Adaptive Contact-Implicit Model Predictive Control with Online Residual Learning

• Published in: arXiv.org
• Main Authors: Wei-Cheng, Huang, Aydinoglu, Alp, Jin, Wanxin, Posa, Michael
• Format: Paper
• Language: English
• Published: Ithaca Cornell University Library, arXiv.org 03.03.2024
• Subjects: Adaptive control; Continuous improvement; Controllers; End effectors; Hardware; Predictive control; Quality control; Real time
• ISSN: 2331-8422

The hybrid nature of multi-contact robotic systems, due to making and breaking contact with the environment, creates significant challenges for high-quality control. Existing model-based methods typically rely on either good prior knowledge of the multi-contact model or require significant offline model tuning effort, thus resulting in low adaptability and robustness.
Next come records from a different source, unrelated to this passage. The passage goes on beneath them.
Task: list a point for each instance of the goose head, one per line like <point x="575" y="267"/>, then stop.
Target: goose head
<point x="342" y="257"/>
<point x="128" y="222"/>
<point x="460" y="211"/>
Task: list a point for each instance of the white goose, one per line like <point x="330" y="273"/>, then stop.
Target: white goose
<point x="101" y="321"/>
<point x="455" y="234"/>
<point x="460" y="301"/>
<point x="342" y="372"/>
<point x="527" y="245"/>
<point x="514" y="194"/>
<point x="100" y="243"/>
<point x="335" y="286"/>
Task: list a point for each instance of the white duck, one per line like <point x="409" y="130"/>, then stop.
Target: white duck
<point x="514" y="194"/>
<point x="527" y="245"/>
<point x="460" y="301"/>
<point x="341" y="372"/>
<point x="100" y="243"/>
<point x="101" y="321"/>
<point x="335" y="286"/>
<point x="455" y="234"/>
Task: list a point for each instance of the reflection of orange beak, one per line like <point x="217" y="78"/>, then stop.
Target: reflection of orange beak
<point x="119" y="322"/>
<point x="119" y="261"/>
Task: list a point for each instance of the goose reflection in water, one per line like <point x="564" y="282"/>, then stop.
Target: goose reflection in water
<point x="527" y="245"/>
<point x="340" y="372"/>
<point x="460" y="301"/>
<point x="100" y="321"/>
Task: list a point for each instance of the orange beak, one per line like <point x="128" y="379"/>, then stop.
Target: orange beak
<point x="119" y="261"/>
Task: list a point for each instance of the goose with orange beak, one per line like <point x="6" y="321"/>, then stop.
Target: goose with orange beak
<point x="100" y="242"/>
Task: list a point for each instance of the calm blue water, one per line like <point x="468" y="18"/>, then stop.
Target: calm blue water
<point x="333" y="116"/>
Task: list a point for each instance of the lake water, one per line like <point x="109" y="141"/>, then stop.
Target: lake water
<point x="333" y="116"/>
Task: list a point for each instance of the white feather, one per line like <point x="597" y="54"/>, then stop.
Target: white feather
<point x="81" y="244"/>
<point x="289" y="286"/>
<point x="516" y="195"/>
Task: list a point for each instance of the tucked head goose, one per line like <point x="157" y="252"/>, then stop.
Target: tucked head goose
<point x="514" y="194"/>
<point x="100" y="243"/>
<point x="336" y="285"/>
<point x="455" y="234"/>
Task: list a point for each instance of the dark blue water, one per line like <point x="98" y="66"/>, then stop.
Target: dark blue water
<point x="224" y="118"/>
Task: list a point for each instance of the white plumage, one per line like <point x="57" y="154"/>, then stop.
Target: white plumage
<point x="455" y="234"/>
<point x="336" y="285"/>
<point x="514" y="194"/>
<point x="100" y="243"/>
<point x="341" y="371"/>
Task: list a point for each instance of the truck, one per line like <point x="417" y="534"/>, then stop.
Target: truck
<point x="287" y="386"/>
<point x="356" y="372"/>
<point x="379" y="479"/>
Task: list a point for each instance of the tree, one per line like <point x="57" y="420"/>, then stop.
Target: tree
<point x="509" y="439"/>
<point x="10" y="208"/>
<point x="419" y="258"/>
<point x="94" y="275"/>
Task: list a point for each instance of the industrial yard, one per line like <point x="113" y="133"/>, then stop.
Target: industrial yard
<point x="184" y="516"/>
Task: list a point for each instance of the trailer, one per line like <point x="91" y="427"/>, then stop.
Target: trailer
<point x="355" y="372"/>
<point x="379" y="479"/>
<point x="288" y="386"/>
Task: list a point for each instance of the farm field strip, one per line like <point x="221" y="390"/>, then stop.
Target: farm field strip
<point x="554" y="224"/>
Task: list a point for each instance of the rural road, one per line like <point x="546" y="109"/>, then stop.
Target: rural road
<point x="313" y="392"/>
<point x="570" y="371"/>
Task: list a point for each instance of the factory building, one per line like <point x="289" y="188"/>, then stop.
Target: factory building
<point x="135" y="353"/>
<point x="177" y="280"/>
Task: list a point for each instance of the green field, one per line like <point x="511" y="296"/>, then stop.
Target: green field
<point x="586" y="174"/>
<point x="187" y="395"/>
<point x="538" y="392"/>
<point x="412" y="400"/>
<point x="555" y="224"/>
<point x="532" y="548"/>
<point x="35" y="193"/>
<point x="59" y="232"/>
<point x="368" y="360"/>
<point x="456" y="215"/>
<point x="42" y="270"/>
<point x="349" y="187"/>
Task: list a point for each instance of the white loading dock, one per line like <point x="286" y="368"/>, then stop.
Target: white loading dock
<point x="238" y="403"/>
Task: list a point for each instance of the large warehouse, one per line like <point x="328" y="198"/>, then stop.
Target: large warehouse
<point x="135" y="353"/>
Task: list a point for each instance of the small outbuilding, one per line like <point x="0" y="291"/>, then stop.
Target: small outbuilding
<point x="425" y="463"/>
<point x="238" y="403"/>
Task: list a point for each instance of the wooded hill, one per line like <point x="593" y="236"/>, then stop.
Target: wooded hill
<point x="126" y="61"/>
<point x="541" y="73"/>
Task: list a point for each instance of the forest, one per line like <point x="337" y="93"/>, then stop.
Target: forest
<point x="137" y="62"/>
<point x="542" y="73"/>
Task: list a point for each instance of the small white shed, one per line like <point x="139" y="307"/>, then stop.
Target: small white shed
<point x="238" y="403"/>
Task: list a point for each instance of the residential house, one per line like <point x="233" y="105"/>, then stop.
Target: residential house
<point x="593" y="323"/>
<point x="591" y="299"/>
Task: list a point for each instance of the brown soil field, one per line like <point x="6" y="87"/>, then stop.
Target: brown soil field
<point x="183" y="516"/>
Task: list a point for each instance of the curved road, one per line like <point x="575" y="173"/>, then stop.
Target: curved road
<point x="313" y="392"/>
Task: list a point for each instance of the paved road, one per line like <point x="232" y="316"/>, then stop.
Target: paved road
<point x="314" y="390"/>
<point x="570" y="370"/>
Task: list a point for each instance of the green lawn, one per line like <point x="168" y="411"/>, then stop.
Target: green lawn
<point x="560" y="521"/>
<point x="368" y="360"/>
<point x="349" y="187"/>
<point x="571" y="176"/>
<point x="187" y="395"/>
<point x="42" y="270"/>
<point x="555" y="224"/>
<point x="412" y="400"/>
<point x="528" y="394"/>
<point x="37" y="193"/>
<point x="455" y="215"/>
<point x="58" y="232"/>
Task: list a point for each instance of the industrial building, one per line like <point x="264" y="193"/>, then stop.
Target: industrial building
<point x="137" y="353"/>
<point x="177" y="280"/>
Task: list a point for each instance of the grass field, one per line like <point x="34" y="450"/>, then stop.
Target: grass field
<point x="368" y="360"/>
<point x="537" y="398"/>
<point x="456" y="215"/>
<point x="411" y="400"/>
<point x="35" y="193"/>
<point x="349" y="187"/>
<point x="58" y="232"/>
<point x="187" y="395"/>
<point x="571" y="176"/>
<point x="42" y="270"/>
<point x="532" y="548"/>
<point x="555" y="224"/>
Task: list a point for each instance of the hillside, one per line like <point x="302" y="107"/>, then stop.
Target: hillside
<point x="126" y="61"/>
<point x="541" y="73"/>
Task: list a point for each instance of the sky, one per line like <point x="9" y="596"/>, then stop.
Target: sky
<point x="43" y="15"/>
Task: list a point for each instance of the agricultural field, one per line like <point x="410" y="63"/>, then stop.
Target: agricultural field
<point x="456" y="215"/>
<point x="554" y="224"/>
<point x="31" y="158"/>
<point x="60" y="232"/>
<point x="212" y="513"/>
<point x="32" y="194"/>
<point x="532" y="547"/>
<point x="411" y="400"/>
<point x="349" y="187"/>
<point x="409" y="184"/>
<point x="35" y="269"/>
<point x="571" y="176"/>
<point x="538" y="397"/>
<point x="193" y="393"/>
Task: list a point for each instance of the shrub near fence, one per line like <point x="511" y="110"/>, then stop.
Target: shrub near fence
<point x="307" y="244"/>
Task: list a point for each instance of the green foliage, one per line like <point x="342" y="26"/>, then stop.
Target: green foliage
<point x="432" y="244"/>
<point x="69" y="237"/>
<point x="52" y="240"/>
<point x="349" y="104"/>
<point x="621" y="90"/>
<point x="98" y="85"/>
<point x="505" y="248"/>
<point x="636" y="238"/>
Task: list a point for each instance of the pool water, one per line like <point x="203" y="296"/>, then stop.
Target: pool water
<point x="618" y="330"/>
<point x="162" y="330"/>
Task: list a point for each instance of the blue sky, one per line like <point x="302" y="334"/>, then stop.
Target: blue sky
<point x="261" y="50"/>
In this paper, we propose a real-time adaptive multi-contact model predictive control framework, which enables online adaption of the hybrid multi-contact model and continuous improvement of the control performance for contact-rich tasks. This framework includes an adaption module, which continuously learns a residual of the hybrid model to minimize the gap between the prior model and reality, and a real-time multi-contact MPC controller. We demonstrated the effectiveness of the framework in synthetic examples, and applied it on hardware to solve contact-rich manipulation tasks, where a robot uses its end-effector to roll different unknown objects on a table to track given paths. The hardware experiments show that with a rough prior model, the multi-contact MPC controller adapts itself on-the-fly with an adaption rate around 20 Hz and successfully manipulates previously unknown objects with non-smooth surface geometries.